The high-availability setup in Jenkins Enterprise provides the means for multiple JVMs to coordinate and ensure that the Jenkins master is running somewhere, but it does so by relying on the availability of the storage that houses $JENKINS_HOME
and the HTTP reverse proxy mechanism that hides a fail-over from users who are accessing Jenkins.
Aside from NFS as a storage and IP aliasing as a reverse proxy mechanism, Jenkins Enterprise can run on a wide range of environments. In this section, we’ll describe the parameters required from them and discuss more examples of the deployment mode.
All the member nodes of a Jenkins Enterprise HA cluster need to see a single coherent file system that can be read and written simultaneously. That is to say, for any node A and B in the cluster, if node A creates a file in $JENKINS_HOME
, node B needs to be able to see it within a reasonable amount of time. A "reasonable amount of time" here means the time window during which you are willing to lose data in case of a failure.
So long as the same directory is visisble on every member node, it need not be mounted on the same path. For example, node A can have $JENKINS_HOME
at /net/storage/jenkins
while node B has $JENKINS_HOME
at /mnt/jenkins
.
$JENKINS_HOME
is read intensively during the start-up. If bandwidth to your storage is limited, you’ll see the most impact in startup performance. Large latency causes a similar issue, but this can be mitigated somewhat by using a higher value in the bootup concurrency by a system property -Djenkins.InitReactorRunner.concurrency=8
(in 1.458 and later).
Builds that run on master use $JENKINS_HOME
as their work space. Because builds are often I/O intensive, CloudBees recommends you set the number of executors on the master to 0 to avoid doing non-slave builds. If you do allow the master to perform builds, consider limiting the builds to those that are not I/O-bound, or set the "workspace root directory" to be on local storage, not shared storage.

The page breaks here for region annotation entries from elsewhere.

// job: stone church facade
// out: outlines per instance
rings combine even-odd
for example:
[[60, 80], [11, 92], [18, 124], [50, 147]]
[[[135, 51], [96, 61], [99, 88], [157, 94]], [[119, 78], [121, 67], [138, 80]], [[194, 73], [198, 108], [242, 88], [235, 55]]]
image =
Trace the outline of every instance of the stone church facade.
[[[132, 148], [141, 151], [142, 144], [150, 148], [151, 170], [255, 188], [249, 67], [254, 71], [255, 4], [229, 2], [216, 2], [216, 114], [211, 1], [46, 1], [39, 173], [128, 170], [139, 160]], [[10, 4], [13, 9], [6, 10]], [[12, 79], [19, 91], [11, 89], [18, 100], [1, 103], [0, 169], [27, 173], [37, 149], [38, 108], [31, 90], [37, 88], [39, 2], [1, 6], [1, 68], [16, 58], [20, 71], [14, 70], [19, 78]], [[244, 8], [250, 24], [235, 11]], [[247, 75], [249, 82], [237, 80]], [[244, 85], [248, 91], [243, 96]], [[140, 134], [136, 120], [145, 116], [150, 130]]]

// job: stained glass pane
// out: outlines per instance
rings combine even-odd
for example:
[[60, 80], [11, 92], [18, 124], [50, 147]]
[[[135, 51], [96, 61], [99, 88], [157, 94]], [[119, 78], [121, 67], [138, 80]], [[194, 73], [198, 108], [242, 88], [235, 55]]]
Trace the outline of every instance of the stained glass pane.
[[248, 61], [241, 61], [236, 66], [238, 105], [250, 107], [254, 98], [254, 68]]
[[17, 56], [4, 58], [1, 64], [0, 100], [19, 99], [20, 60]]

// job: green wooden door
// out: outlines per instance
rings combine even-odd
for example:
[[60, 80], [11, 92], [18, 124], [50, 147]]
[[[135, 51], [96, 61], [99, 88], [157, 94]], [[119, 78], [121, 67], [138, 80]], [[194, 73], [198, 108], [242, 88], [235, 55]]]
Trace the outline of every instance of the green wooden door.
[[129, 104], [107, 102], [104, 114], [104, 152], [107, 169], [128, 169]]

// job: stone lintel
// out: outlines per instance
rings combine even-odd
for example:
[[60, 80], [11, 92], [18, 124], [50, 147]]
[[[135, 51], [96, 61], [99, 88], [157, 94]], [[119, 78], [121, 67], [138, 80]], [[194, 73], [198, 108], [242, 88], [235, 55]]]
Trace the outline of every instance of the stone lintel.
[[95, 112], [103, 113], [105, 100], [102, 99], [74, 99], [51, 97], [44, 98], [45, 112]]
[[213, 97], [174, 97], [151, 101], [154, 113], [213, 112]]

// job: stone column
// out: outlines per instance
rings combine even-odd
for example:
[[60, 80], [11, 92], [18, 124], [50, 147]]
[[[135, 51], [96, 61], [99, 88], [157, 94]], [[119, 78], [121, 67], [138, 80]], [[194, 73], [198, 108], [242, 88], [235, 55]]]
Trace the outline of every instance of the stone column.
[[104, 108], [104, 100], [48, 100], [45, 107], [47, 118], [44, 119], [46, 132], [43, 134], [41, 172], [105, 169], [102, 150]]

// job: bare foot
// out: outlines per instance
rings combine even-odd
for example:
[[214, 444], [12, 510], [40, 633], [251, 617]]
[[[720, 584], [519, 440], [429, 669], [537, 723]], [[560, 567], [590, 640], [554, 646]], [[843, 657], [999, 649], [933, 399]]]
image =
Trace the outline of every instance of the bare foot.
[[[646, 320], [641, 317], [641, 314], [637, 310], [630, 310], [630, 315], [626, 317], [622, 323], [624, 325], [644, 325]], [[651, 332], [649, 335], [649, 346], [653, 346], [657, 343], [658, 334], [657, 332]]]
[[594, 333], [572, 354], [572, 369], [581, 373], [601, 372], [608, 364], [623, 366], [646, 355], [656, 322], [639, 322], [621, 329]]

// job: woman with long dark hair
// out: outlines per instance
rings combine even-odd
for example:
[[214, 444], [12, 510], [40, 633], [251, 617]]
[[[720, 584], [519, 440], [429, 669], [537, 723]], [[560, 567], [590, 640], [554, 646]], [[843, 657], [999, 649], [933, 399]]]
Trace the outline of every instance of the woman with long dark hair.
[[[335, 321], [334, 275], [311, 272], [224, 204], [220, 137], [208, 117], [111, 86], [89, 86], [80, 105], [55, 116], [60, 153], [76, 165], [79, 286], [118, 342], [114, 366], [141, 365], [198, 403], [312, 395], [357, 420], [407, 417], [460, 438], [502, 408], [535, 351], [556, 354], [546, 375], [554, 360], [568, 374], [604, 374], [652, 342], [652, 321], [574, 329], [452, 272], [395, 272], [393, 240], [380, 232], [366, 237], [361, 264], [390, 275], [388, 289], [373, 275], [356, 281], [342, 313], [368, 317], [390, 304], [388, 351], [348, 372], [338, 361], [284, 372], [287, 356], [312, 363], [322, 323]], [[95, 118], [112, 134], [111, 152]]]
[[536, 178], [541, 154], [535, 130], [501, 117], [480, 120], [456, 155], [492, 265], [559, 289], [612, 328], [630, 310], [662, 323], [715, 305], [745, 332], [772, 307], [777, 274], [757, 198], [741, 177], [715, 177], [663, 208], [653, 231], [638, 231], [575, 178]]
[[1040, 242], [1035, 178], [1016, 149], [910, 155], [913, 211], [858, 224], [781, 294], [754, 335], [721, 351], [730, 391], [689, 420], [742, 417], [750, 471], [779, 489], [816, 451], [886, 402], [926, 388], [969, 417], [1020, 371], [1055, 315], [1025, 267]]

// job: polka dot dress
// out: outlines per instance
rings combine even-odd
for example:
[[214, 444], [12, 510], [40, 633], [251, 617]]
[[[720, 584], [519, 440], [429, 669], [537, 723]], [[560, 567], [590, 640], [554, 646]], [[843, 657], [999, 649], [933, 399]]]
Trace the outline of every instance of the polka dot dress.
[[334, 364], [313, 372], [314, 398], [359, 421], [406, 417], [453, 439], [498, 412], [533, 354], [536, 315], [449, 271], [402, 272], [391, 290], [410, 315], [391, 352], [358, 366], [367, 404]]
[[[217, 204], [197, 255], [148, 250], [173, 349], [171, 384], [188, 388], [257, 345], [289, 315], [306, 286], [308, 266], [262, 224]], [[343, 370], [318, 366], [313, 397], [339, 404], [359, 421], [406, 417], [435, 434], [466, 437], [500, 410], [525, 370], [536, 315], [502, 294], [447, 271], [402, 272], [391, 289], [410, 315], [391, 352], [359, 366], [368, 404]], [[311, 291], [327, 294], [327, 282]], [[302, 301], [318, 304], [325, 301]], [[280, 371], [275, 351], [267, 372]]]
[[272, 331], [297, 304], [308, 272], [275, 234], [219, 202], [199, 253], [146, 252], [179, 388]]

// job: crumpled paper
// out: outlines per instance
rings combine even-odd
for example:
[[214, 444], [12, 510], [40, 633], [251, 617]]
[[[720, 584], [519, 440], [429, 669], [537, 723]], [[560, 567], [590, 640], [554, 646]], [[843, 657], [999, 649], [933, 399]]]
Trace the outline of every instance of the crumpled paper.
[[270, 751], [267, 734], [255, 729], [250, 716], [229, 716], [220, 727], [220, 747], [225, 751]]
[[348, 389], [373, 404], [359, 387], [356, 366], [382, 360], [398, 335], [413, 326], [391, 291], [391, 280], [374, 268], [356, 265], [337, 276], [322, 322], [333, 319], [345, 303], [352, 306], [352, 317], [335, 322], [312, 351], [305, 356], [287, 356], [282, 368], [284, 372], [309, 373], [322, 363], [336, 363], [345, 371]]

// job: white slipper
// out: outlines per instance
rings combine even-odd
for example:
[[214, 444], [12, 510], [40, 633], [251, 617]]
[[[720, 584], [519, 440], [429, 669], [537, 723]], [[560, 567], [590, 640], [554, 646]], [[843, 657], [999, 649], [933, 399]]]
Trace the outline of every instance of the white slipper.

Finally, additional deployment-specific discussions follow.
When mounting NFS, use the intr
mount flag so that you can interrupt the process in case of a failure to access storage. For truly highly-available Jenkins, NFS storage itself needs to be made highly-available. There are many resources on the web describing how to do this. See the Linux HA-NFS Wiki as a starting point.
Distributed Replicated Block Device can be used to host $JENKINS_HOME
. It provides highly available storage without the need to have a separate storage node. Because of the access requirements, however, DRBD needs to be run in the dual-primary mode, which restricts the choice of file system.
When a fail-over happens and the Jenkins master role moves from one node to another, the location of the service moves, and therefore an additional mechanism is needed to shield users from this change. We call this "HTTP reverse proxy".
Jenkins Enterprise instances acting as stand-by nodes respond to all inbound HTTP requests with the 503
"service unavailable" HTTP status code. The frontend can use this as a signal to determine the node to forward the requests to.
The rest of this section discusses various reverse proxy deployment options.
IP aliasing that we saw in the tutorial is a cheap way to emulate the effect of a highly-available HTTP reverse proxy, but this requires you to have root access to the system, and your machines need to be running in the same subnet. Google "Linux IP aliasing" for more details.
haproxy is a load balancer that can be used as a reverse proxy. For truly highly-available setup, haproxy itself needs to be made highly available. See the haproxy HA setup tutorial for how to do this.
Normally the nodes in an HA cluster discover one another automatically by means of files in the $JENKINS_HOME/jgroups/
directory. This works so long as each node can “see” the others’ advertised IP addresses and make TCP connections to them. See Long-running builds in case your network makes this impossible.